Poza kościołem świat będzie już żył nowym rokiem, karnawałem, studenci sesją, uczniowie szkołą, maturzyści studniówką, pracujący swoim fachem, bezrobotni szukaniem sposobu na kolejny dzień egzystowania.
I co nam pozostało? Chciałoby się powiedzieć, że wspomnienia. Trzy dni spędzone z bliskimi, z samym sobą, z Nim. Szybko przeminęło. Pamiętam, jak czasem walczyłem z utartym święta, święta i po świętach, pisząc w sieci, że ten czas powinien nam towarzyszyć, że Jezus powinien w nas mieszkać każdego dnia. Od kilku lat już nie walczę. Powiem więcej: nie czuję nawet uczucia pustki po tym, że Święta się skończyły.

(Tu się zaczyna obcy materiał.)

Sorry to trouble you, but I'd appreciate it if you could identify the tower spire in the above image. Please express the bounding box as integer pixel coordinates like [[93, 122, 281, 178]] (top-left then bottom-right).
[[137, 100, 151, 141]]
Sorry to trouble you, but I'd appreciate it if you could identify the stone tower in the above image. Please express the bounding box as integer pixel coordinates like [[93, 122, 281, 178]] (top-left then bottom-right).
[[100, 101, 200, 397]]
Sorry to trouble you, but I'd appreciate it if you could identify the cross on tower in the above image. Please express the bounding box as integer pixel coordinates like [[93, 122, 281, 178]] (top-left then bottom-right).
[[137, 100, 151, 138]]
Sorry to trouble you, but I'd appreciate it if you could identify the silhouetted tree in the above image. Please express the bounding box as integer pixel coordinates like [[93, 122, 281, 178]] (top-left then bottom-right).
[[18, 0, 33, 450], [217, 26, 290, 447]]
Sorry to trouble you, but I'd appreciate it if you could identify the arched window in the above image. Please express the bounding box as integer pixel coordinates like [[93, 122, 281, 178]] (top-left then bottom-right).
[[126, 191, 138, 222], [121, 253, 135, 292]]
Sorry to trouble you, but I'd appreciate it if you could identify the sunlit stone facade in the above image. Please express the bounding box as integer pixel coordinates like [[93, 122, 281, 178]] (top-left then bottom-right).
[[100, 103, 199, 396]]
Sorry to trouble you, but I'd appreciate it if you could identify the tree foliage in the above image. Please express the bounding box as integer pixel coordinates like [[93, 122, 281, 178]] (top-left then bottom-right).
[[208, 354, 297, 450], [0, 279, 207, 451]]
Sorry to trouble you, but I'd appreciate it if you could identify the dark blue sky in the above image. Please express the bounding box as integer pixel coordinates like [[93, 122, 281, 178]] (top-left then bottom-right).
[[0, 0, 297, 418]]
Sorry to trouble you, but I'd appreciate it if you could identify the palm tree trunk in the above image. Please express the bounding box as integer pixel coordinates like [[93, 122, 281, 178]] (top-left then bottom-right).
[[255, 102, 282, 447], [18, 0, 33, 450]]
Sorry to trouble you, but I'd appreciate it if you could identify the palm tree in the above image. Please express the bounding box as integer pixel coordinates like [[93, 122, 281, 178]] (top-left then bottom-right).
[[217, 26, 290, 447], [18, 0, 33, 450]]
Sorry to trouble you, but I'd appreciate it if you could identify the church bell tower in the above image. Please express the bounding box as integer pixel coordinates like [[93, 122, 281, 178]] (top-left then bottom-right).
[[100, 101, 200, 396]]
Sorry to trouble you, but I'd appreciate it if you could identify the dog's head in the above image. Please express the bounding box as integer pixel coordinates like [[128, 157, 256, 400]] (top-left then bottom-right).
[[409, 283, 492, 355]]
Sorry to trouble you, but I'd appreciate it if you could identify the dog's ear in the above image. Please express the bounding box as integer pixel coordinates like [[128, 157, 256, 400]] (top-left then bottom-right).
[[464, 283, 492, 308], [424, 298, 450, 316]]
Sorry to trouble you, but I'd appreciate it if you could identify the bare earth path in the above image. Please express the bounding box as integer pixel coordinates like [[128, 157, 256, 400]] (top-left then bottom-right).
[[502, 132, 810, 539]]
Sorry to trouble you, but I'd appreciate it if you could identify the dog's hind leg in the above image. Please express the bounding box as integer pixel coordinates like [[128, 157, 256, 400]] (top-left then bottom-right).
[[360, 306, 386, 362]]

Tygodnik Powszechny (nr 51-52/2014). W tekście Trzy ucieczki Boga Ryszard Koziołek napisał, że
Prawda o Bożym Narodzeniu jest spóźniona, jak każda prawda. Majaczy nam w poświątecznej melancholii, kiedy prezenty powoli tracą blask, stając się rzeczami, a żółkniejące igły na choince zaczynają być bardziej widoczne. Nie wiemy dokładnie, w czym uczestniczyliśmy, a pewna teatralność naszych zachowań pozwala lepiej odczuć bolesną zwykłość dnia powszedniego, kiedy ze smakami dojadanych potraw w ustach ruszymy do ucieczki lub pościgu, każdy wedle przypisanej mu roli. Ten smutek, który raźno zagadujemy (,,święta, święta i po świętach”), nie jest zły. Święta opowiadają przez nastrój, nie przez wydarzenia. Jeśli są ,,udane”, powstaje żal utraty; poczucie, że dotknęliśmy tylko pozoru, a tak naprawdę nas tam nie było i nigdy nie będzie. (s.18)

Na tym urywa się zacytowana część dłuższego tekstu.